Hey, runner's. Welcome. This is George, another edition of the 5-Minute Warmup. Today I wanted to talk about the competitive edge, and what I mean by that is that one of the things that's unique about our sport in running is that we train a lot. And when you train a lot, that means you're not racing a lot. In fact, you may only race a couple times a year.

I compare that with other sports. Let's say you play tennis, or let's say you play ping pong, whatever it is. There's a good chance that you're competing a lot. You're going to train during the week. You're going to practice, but you're also going to have matches where you go out there to actually compete. What that does for you is that it constantly reminds you that it's a sport, you have this sense of competition, and you get used to dealing with that surge of adrenaline that comes from competition. You don't always get that in running, and it can take you by surprise when you show up for race day. You feel the surge of adrenaline, you feel the people around you, maybe you're not used to it.

One of the things that's worth considering, that I've thought a lot about, is how do you bring that competitive edge back into your running game, so you're not surprised when you get faced with this adrenaline rush or when you are put into a race situation? Obviously, you can't race every weekend. If you raced every weekend, you would never have enough to perform at your peak. That's why you have periodization. That's why you do only certain races a year.

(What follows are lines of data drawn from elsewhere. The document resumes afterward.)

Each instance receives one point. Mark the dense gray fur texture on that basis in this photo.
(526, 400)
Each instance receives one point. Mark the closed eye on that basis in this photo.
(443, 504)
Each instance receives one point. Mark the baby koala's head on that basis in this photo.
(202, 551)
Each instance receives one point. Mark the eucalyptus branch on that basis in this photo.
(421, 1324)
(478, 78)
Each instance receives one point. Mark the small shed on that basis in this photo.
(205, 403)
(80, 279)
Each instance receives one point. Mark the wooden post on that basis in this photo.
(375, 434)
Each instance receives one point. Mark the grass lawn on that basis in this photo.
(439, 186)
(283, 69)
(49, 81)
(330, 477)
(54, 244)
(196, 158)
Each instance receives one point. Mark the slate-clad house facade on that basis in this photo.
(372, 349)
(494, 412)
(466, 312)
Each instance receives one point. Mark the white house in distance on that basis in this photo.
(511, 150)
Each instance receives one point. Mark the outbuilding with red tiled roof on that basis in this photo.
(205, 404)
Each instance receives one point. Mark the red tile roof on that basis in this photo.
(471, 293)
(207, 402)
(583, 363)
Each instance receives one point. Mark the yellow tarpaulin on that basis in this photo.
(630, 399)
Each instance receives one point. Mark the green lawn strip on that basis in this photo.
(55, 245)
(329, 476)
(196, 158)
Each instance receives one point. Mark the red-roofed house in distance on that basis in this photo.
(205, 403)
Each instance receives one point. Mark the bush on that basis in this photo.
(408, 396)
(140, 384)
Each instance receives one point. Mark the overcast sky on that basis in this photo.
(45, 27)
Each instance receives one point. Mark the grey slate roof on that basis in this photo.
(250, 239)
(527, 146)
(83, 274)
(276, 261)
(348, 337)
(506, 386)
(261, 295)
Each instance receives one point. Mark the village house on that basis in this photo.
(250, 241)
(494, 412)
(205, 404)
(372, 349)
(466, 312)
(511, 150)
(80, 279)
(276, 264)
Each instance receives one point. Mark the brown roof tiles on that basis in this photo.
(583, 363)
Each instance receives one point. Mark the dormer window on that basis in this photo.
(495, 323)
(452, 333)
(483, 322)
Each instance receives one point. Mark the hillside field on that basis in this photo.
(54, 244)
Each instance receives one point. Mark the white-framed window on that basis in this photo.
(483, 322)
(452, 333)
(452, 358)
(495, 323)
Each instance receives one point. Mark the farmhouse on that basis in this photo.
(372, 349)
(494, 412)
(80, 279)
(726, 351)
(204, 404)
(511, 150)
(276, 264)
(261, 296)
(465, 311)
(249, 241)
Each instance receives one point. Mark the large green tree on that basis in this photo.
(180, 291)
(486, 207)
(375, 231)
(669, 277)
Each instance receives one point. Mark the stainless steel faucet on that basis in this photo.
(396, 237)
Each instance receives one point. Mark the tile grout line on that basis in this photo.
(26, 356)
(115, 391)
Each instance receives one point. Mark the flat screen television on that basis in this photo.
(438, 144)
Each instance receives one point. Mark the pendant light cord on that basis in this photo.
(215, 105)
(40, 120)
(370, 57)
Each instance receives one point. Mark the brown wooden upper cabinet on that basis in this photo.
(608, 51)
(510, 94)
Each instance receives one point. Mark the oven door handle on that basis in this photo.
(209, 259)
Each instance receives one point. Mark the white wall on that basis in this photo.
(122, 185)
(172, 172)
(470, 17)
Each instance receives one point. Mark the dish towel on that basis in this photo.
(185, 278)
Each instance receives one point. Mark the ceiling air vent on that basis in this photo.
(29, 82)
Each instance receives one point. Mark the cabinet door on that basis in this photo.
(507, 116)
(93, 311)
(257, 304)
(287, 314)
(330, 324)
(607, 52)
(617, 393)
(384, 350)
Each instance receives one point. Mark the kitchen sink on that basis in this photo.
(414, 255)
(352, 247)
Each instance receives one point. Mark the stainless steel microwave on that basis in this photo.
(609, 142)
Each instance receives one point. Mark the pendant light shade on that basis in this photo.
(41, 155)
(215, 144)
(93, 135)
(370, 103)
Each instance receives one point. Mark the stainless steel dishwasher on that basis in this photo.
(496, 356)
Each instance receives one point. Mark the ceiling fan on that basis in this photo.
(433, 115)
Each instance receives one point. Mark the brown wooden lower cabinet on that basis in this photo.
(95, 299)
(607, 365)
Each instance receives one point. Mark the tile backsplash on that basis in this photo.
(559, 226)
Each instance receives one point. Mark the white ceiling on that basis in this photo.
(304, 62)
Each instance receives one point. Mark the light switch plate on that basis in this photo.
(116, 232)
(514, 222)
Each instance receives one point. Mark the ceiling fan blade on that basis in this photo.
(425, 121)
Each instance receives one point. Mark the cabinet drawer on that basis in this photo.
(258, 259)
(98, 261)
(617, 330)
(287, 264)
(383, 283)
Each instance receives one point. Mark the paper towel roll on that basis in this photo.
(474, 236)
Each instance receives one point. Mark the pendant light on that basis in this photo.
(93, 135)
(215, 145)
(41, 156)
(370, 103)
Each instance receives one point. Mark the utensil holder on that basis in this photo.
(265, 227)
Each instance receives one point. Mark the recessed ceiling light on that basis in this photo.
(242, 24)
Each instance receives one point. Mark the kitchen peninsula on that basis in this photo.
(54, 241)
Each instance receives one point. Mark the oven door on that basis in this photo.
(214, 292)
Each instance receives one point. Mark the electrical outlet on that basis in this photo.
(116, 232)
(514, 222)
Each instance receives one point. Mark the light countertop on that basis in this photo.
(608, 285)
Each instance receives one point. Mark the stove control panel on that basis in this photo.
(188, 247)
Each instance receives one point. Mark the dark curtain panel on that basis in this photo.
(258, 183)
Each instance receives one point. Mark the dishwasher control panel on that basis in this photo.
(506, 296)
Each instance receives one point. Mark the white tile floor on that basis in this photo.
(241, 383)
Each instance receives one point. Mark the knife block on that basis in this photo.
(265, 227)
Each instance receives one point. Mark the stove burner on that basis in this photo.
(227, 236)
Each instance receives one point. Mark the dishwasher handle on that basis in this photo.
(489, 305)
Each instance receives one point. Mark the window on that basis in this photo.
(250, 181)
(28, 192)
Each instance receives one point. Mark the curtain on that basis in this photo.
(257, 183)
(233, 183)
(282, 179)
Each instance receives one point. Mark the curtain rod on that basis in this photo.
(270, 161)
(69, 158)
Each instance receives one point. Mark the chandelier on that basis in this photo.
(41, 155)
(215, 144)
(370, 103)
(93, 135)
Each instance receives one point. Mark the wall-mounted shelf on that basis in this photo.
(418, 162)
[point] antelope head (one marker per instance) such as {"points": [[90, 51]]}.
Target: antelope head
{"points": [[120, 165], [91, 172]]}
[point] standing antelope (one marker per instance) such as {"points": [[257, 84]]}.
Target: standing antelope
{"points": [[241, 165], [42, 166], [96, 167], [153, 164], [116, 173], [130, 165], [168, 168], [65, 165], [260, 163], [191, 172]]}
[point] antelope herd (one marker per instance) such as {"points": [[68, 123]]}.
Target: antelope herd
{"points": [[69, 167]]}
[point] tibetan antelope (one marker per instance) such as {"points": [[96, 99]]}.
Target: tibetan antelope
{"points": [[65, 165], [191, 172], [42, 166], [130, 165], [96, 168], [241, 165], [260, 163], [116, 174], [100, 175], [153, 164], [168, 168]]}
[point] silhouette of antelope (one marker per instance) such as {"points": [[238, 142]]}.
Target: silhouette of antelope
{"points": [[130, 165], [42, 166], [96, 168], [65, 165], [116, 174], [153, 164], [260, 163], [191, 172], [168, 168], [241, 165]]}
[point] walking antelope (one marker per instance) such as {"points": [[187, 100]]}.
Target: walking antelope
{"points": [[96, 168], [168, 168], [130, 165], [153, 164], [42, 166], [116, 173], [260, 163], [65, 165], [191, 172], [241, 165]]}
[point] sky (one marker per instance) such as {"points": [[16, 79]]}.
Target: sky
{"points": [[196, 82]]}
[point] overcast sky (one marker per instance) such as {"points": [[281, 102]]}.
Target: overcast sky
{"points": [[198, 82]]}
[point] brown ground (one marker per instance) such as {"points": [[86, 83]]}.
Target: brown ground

You can simulate it during training, for sure. There are certain workouts, maybe workouts that you do in a group of other people where it can push you to run a little bit harder, but that's tricky because you don't want to run too hard in practice. You want to save your best for the race. You want to peak on the specific race day. That's what makes it so hard to simulate competition in running.

What I think may be a good alternative is, what are some other ways that you can get comfortable with the feeling of competition in your life outside of running? And then you can use that and channel that into when you do peak races. For instance, it may be that you're in a tennis league and you play tennis, or maybe you're in a bowling league. Whatever it is. Maybe it's some other sport that you play that helps you get comfortable with that feel of competition. Maybe you like playing cards, maybe you like playing Canasta or Spades or whatever it is. That can be a way to simulate it. Maybe you like coaching. Maybe you like coaching a soccer team, and that can give you a way to kind of simulate that edge. But what it does is, whatever you do, maybe it's a workout class you joined, it's a spin cycle class.

Whatever it is, it can give you a chance to get comfortable with that feeling of competition and that adrenaline you get from competition, without having to go too hard during practice. I think that will benefit you as a runner a lot, because when it comes race day, you won't forget that you're here to race, and you'll be used to dialing in that competitive mindset, and you won't be overwhelmed with those feelings of adrenaline and competition. Because you're going to have a lot of reps with it in the time leading up to the race that you just can't simulate in your race and your running training itself.

Hope that's helpful. Best wishes on your running.